The new tax Bill states that a person who fails to file an income tax return (ITR) after a search operation cannot be arrested without prior approval by appropriate authorities.

Clause 480 in ITB 2025, which corresponds to Section 276CCC, states that this will be a non-cognisable offence.

However, if a person is convicted for the same offence under this Section again (repeat offence), there will be rigorous punishment of a minimum period of six months to a maximum of seven years with a fine.

Change 8: More Power To Authorities In Search And Seizure Operations

ITB requires assessees to share their computer ‘access codes’ with tax officials during search and seizure operations. Thus, the Bill requires more cooperation with income tax officials.

The provision expands the scope by empowering the authorities to gain access by overriding the access code to any said computer systems or virtual digital space where the access code thereof is not available.

Change 9: Credit Card Details, Spending Under Lens

The Central Board of Direct Taxes (CBDT) has been given power to seek the details of credit card held by the assessee, expenditure exceeding the threshold, outgoings, particulars of principal place of business and so on.
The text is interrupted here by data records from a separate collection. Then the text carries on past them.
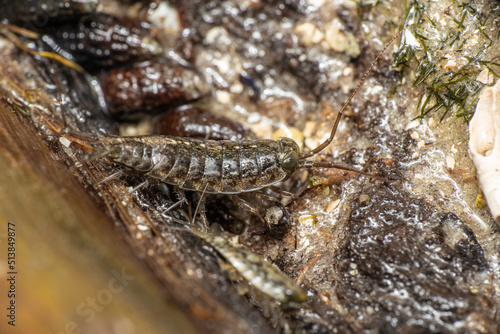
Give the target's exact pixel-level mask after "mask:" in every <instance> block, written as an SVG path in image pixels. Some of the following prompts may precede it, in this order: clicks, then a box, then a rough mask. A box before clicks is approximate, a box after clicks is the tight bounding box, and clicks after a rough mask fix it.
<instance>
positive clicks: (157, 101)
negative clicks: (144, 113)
mask: <svg viewBox="0 0 500 334" xmlns="http://www.w3.org/2000/svg"><path fill="white" fill-rule="evenodd" d="M100 83H101V87H102V91H103V93H104V98H105V100H106V102H107V103H108V108H109V111H110V113H111V114H112V115H113V116H123V115H126V114H129V113H133V112H137V111H140V112H143V111H149V110H155V109H156V110H157V109H158V108H160V107H172V106H175V105H179V104H183V103H186V102H189V101H193V100H196V99H199V98H200V97H202V96H204V95H205V94H206V93H208V90H209V87H208V85H207V84H206V83H205V81H204V80H203V79H202V78H201V77H200V76H199V75H198V74H197V73H196V72H194V71H192V70H190V69H187V68H184V67H181V66H178V65H176V66H172V65H170V64H166V63H164V62H151V61H148V62H143V63H140V64H134V65H132V66H127V67H123V68H116V69H114V70H111V71H109V72H108V73H106V74H104V75H102V76H101V77H100Z"/></svg>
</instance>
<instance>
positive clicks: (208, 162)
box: [101, 136, 287, 194]
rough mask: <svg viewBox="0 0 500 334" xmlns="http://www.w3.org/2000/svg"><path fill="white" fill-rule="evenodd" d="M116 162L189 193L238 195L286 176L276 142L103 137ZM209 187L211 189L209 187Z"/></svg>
mask: <svg viewBox="0 0 500 334" xmlns="http://www.w3.org/2000/svg"><path fill="white" fill-rule="evenodd" d="M101 139H102V140H101V143H102V144H103V146H104V147H103V149H105V150H106V153H105V154H103V155H104V156H106V157H107V158H108V159H110V160H111V161H113V162H116V163H119V164H122V165H125V166H128V167H130V168H132V169H135V170H137V171H140V172H142V173H144V175H145V176H148V177H151V178H154V179H158V180H160V181H162V182H165V183H168V184H172V185H176V186H179V187H180V188H182V189H185V190H194V191H203V190H205V191H206V192H207V193H225V194H236V193H240V192H246V191H253V190H258V189H261V188H264V187H266V186H269V185H271V184H274V183H276V182H278V181H281V180H283V179H284V178H286V177H287V173H286V172H285V171H284V170H283V169H282V168H280V164H279V158H278V156H279V143H278V142H276V141H274V140H266V139H261V140H242V141H229V140H221V141H214V140H199V139H192V138H181V137H165V136H146V137H144V136H141V137H103V138H101ZM205 187H206V188H205Z"/></svg>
This information can be used for verifying ITR.

Change 10: Specific Conditions For Filing ITR

ITB does not contain a provision corresponding to the seventh ‘proviso’ of the I-T Act, 1961, which specifies the circumstances under which ITR must be filed. These include foreign travel, and turnover or gross receipt exceeding the threshold limit.

However, CBDT has been given the power to specify the conditions upon which filing ITR is mandatory.